Since the late 1970s, in France as in most European countries, restrictions on immigration and asylum have been accompanied by increasing social inequalities and racial discrimination. Immigration control and crime repression policies have tended to criminalize immigrants, as well as to associate aliens and delinquents in a context where insecurity has become a major political issue. But democratic states are also required to comply with the general principles of the rule of law, and therefore to provide all law offenders with equal legal protection and treatment. Under pressure from the European Union and non-governmental organizations, France had to develop procedures more respectful of human rights, in particular judicial rights.
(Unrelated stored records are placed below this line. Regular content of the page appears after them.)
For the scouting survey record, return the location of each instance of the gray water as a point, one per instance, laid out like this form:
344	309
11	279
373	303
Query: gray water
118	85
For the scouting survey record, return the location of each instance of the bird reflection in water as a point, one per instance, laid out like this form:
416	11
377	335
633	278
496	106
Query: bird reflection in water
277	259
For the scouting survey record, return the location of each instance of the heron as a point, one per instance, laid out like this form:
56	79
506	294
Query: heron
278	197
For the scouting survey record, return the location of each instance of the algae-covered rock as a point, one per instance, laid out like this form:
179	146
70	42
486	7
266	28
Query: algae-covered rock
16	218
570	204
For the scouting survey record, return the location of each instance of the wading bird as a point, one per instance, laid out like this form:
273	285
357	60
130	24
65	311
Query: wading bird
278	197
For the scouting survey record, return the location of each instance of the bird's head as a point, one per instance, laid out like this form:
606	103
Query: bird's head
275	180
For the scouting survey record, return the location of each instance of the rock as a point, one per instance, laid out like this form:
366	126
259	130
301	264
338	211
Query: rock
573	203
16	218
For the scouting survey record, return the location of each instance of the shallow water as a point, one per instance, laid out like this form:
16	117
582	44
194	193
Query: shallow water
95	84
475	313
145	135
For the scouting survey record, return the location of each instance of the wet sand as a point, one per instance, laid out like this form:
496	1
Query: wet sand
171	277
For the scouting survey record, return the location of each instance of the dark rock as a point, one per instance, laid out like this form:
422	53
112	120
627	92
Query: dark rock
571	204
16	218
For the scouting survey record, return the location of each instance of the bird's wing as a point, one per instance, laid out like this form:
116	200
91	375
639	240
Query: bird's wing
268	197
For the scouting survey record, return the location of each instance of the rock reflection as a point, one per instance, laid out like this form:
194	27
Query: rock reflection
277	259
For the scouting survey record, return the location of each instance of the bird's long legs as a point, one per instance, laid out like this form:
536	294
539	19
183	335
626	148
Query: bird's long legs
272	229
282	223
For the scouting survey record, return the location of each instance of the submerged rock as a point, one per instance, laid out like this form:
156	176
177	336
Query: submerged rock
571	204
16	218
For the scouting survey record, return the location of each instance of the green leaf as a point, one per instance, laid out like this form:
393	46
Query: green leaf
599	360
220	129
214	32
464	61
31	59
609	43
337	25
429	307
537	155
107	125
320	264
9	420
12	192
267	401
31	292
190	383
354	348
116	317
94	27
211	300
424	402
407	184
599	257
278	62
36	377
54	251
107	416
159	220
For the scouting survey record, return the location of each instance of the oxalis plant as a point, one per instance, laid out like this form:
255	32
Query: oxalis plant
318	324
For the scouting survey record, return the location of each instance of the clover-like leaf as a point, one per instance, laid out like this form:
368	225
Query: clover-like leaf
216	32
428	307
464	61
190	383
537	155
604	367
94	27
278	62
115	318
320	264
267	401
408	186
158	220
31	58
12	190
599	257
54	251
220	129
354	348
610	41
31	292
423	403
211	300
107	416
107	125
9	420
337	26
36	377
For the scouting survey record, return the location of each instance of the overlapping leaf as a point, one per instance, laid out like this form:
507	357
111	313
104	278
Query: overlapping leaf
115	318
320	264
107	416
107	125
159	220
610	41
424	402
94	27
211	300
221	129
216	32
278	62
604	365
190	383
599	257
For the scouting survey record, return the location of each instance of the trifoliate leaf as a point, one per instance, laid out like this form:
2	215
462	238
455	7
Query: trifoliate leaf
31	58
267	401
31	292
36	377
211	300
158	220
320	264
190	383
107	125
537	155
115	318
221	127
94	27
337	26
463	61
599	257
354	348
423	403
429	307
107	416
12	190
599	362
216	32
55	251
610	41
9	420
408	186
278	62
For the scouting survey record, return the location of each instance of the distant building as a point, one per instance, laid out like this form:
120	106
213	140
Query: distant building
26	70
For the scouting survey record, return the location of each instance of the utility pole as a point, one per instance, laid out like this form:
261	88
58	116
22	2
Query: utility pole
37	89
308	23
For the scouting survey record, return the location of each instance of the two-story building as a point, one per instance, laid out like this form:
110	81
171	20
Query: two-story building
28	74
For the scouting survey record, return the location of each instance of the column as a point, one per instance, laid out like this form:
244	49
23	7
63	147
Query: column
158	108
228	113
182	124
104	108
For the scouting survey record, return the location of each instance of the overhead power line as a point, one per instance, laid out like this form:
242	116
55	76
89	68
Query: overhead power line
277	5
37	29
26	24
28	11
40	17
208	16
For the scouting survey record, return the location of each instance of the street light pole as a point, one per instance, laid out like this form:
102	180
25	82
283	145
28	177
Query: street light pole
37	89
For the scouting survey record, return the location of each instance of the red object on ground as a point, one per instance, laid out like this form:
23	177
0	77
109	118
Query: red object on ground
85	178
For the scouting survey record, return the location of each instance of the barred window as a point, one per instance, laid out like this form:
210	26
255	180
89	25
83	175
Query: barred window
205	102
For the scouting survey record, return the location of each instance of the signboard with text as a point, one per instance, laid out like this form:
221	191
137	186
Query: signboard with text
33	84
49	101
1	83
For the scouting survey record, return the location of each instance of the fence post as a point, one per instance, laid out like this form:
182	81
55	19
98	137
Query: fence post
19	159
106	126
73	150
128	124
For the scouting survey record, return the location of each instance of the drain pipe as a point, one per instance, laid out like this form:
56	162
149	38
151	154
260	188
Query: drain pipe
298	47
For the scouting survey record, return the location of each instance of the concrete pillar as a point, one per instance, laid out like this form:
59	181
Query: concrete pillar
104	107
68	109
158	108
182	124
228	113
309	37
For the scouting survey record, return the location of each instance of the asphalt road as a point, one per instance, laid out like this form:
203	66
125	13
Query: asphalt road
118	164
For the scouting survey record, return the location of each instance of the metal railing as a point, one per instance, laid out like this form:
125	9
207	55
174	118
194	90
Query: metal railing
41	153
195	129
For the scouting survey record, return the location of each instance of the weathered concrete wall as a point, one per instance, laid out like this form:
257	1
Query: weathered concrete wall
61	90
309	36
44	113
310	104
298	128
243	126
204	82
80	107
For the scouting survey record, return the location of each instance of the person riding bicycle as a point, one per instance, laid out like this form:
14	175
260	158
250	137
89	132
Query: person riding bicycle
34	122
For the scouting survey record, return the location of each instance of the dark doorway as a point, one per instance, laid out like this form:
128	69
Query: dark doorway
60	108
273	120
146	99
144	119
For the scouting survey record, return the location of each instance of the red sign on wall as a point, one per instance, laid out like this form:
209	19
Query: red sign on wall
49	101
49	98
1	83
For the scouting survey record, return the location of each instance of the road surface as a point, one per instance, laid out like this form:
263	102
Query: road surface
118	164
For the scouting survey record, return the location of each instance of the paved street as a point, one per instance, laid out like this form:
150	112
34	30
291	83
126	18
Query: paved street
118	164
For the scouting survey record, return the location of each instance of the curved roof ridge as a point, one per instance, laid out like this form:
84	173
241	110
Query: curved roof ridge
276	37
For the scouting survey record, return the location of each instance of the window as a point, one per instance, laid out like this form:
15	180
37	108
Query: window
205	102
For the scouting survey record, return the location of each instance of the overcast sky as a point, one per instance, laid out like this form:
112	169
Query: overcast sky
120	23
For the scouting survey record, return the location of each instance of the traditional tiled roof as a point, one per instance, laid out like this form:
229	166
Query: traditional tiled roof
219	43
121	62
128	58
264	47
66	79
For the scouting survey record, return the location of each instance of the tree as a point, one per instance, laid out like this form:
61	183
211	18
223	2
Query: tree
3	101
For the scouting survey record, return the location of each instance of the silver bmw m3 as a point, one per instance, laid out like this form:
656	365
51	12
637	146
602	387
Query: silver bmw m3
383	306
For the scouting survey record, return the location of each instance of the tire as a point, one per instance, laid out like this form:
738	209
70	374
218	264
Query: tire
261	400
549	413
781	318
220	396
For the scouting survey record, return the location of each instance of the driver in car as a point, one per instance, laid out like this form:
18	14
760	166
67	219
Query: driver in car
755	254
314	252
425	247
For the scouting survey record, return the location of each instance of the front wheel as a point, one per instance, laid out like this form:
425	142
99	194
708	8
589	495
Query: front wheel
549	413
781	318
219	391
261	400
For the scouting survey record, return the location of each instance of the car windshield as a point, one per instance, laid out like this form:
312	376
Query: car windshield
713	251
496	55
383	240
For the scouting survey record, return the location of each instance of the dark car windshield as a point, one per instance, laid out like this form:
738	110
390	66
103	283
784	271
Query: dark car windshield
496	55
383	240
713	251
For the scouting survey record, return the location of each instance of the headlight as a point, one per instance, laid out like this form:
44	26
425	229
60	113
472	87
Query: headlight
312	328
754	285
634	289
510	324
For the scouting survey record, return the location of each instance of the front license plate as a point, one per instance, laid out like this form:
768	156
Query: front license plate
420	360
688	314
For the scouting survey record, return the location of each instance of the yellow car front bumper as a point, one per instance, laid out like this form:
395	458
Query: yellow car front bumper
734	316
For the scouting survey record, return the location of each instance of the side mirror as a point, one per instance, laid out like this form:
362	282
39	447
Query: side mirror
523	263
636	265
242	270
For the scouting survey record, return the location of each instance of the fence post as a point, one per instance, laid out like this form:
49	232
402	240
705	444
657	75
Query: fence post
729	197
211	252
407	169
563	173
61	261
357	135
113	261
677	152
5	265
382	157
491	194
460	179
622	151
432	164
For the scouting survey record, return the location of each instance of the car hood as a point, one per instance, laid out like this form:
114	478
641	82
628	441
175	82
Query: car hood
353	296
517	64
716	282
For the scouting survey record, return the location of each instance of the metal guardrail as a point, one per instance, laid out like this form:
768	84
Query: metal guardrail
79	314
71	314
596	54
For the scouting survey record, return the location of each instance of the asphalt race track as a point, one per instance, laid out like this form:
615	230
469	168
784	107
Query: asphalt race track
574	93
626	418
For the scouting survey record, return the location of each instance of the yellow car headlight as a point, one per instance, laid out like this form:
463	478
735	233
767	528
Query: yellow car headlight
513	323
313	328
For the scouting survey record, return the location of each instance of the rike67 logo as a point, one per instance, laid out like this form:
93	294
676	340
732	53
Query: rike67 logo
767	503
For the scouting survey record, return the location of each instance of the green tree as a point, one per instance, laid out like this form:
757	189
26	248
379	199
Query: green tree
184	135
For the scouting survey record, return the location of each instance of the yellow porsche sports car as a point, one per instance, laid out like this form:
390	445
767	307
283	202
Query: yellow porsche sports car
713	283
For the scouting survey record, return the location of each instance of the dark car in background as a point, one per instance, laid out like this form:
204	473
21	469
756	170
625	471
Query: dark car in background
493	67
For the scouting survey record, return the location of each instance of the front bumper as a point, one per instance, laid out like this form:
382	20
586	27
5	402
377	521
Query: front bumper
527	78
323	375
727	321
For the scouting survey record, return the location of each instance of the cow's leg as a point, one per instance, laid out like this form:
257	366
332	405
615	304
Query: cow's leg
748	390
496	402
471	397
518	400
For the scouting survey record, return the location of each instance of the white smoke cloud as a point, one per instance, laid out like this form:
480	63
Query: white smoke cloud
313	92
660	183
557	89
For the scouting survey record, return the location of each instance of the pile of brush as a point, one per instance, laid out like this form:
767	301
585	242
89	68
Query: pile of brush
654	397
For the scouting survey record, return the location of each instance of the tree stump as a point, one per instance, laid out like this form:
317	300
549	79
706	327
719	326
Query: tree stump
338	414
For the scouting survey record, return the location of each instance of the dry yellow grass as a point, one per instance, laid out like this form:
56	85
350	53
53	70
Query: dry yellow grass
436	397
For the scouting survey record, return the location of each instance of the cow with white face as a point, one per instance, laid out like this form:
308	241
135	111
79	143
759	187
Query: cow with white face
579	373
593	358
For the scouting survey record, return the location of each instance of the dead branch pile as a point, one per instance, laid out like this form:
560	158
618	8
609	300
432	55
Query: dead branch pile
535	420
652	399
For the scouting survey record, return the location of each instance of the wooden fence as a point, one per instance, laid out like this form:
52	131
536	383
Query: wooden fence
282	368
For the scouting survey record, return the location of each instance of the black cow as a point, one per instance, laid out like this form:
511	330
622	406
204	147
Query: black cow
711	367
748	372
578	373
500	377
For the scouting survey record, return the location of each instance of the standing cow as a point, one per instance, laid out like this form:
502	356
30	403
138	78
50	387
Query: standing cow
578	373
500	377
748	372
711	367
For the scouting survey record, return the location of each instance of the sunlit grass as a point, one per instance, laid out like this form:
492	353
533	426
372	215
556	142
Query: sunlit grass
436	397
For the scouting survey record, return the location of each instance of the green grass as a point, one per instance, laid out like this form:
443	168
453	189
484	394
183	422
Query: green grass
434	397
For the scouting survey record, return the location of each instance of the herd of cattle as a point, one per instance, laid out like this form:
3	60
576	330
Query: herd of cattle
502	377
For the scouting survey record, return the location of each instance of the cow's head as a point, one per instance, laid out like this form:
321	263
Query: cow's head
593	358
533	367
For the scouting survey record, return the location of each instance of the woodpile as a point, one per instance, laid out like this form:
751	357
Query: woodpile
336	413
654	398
These tensions between repressive policies and judicial guarantees are expressed in the courts, but they take distinct dimensions depending on whether the person judged is presumed to be a delinquent (juvenile courts), a victim (asylum court) or simply an illegal immigrant (administrative courts). In these various situations, moral and emotional factors penetrate the judicial scene and interfere with the purely legal evaluation of cases. The objective of this multi-sited research on justice was to study how the larger moral economy of immigration and crime influences the everyday work of adjudication in the courtroom. Our fieldwork thus engaged both the analysis of public controversies regarding justice, and the ethnographical accounts of immigrants and immigrant-originated offenders on trial: How are moral and emotional issues intertwined with legal matters? How do they interfere with local judicial work, and to what extent do they influence judges and their final rendering of a sentence? How do offenders react to these judgments by constructing their own narratives of their situation?
We addressed these issues via three fieldworks. Chowra Makaremi studied the process of immediate appearance trials before local French juvenile courts, where most delinquents, who belong to immigrant families and/or racial minorities, are judged for petty crimes and antisocial behavior. Moral issues included the general stigmatization of young offenders, the necessary protection for those under eighteen, and prevention of future unlawful acts. Nicolas Fischer focused on two courts involved in immigration control: the “freedom and detention judges” control the accuracy of administrative detention measures for deported immigrants, and the “administrative judges” review the appeals of undocumented aliens against their deportation orders. Moral issues involved the evaluation of family situations and more generally the lack of humaneness of immigration policies. Carolina Kobelinsky conducted research on the French Court of Appeal for Asylum. In this unique court where judges decide whether to grant or refuse asylum to defendants, she focused on persecution over sexual orientation and other private matters. Moral issues involved an evaluation of individual cases as well as an appraisal of collective conditions. Didier Fassin, who coordinated this project, was more specifically involved in the ethnography of asylum.